May 2 (Bloomberg) -- U.S. Regulators may compel as many as 14 of the nation’s 19 largest banks to raise common equity based on financial stress tests due to be completed next week, said Paul Miller, an analyst at FBR Capital Markets Corp.

Miller, a former bank examiner, said his estimate assumes regulators will require banks to maintain tangible common equity, one of the most conservative measures of capital, equal to 4 percent of their risk-weighted assets over the next two years, to withstand losses in case the recession worsens. The tests, originally scheduled for release on May 4, are set to be disclosed after U.S. markets close on May 7, according to a government official who spoke on condition of anonymity.

Bank of America Corp., JPMorgan Chase & Co., Citigroup Inc. and the 16 other banks received preliminary results last week and have been debating the findings with regulators. Officials favor tangible common equity of about 4 percent of a bank’s assets and so-called Tier 1 capital worth about 6 percent, people familiar with the tests say. Tangible common equity, or TCE, is a gauge of financial strength that excludes intangibles such as trademarks that can’t be used to make payments. Tier 1 capital is a broader measure monitored by regulators.
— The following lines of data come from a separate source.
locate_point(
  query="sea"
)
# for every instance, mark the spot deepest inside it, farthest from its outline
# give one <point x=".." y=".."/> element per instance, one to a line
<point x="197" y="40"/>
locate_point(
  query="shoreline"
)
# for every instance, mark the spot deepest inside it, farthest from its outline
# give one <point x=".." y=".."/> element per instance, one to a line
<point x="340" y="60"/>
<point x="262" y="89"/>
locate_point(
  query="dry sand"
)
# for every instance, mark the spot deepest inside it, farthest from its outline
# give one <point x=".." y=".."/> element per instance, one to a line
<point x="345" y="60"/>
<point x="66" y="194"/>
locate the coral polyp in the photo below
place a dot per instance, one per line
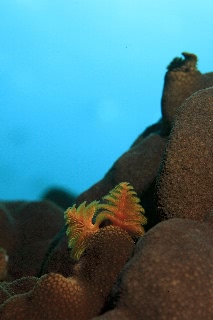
(121, 207)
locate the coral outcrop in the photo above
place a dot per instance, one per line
(186, 175)
(170, 275)
(166, 274)
(78, 297)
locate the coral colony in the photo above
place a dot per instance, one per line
(143, 250)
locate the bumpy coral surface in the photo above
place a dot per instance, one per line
(185, 183)
(181, 80)
(81, 296)
(170, 275)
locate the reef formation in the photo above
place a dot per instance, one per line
(121, 272)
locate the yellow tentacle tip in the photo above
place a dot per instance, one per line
(121, 206)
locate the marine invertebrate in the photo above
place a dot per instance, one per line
(188, 158)
(121, 206)
(123, 209)
(3, 263)
(81, 296)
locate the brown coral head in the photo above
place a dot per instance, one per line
(189, 63)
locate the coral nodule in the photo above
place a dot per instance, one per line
(120, 207)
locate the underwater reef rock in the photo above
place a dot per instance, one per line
(166, 274)
(27, 229)
(181, 80)
(78, 297)
(186, 175)
(170, 275)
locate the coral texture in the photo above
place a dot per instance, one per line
(81, 296)
(186, 175)
(121, 207)
(170, 275)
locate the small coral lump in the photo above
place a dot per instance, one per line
(121, 207)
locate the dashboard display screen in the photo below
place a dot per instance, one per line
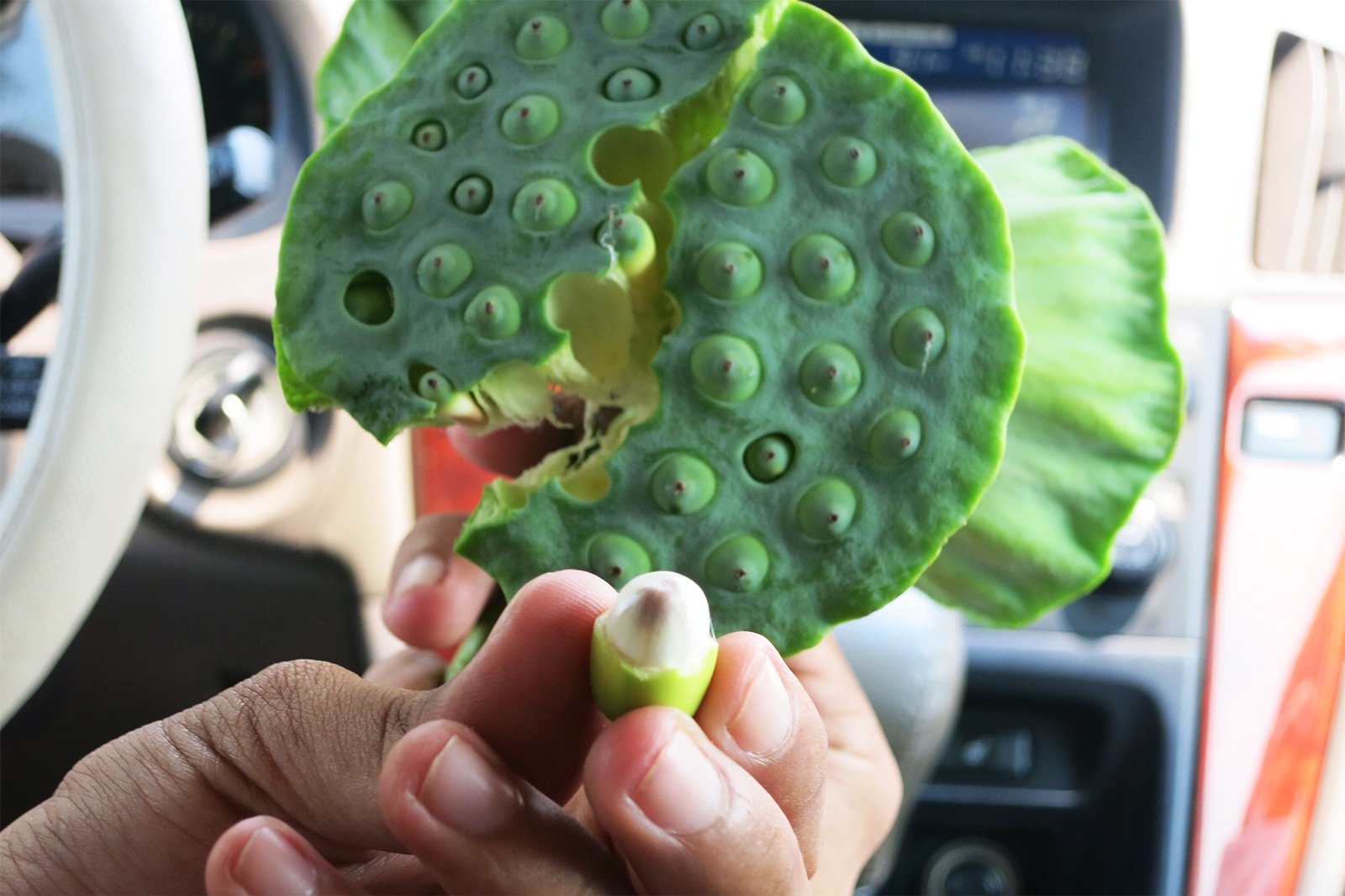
(994, 87)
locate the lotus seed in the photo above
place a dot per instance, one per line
(703, 33)
(472, 194)
(918, 338)
(778, 100)
(822, 266)
(369, 299)
(849, 161)
(430, 134)
(443, 269)
(618, 559)
(831, 374)
(630, 235)
(683, 483)
(826, 510)
(472, 81)
(545, 205)
(629, 85)
(768, 458)
(908, 239)
(435, 387)
(625, 19)
(740, 178)
(530, 119)
(739, 564)
(726, 367)
(385, 205)
(730, 271)
(894, 436)
(541, 38)
(494, 314)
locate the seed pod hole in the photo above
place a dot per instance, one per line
(630, 85)
(472, 194)
(918, 338)
(430, 134)
(768, 458)
(683, 483)
(726, 367)
(369, 299)
(541, 37)
(472, 81)
(908, 240)
(443, 269)
(618, 559)
(730, 271)
(703, 33)
(530, 119)
(739, 564)
(494, 314)
(385, 203)
(625, 19)
(740, 178)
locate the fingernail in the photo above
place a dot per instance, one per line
(766, 717)
(268, 864)
(683, 793)
(466, 793)
(421, 569)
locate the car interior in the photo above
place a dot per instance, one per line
(1138, 741)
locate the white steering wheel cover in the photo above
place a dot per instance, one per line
(134, 222)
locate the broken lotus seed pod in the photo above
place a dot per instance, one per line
(654, 646)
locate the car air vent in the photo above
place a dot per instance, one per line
(1301, 208)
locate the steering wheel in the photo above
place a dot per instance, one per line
(134, 167)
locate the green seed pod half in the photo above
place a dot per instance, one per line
(654, 646)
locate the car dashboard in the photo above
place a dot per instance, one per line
(1095, 748)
“When you start talking about 4 percent on risk-weighted assets based on the stress test two years out, most banks will be required to raise more capital,” Miller said in an interview yesterday. “I believe it will be as high as 14.” He declined to name them.

Citigroup, which has already taken $45 billion in U.S. taxpayer funds to shore up its finances, may need to raise as much as $10 billion in new capital, the Wall Street Journal reported today, citing people familiar with the matter. Jon Diat, a spokesman for the New York-based bank, declined to comment.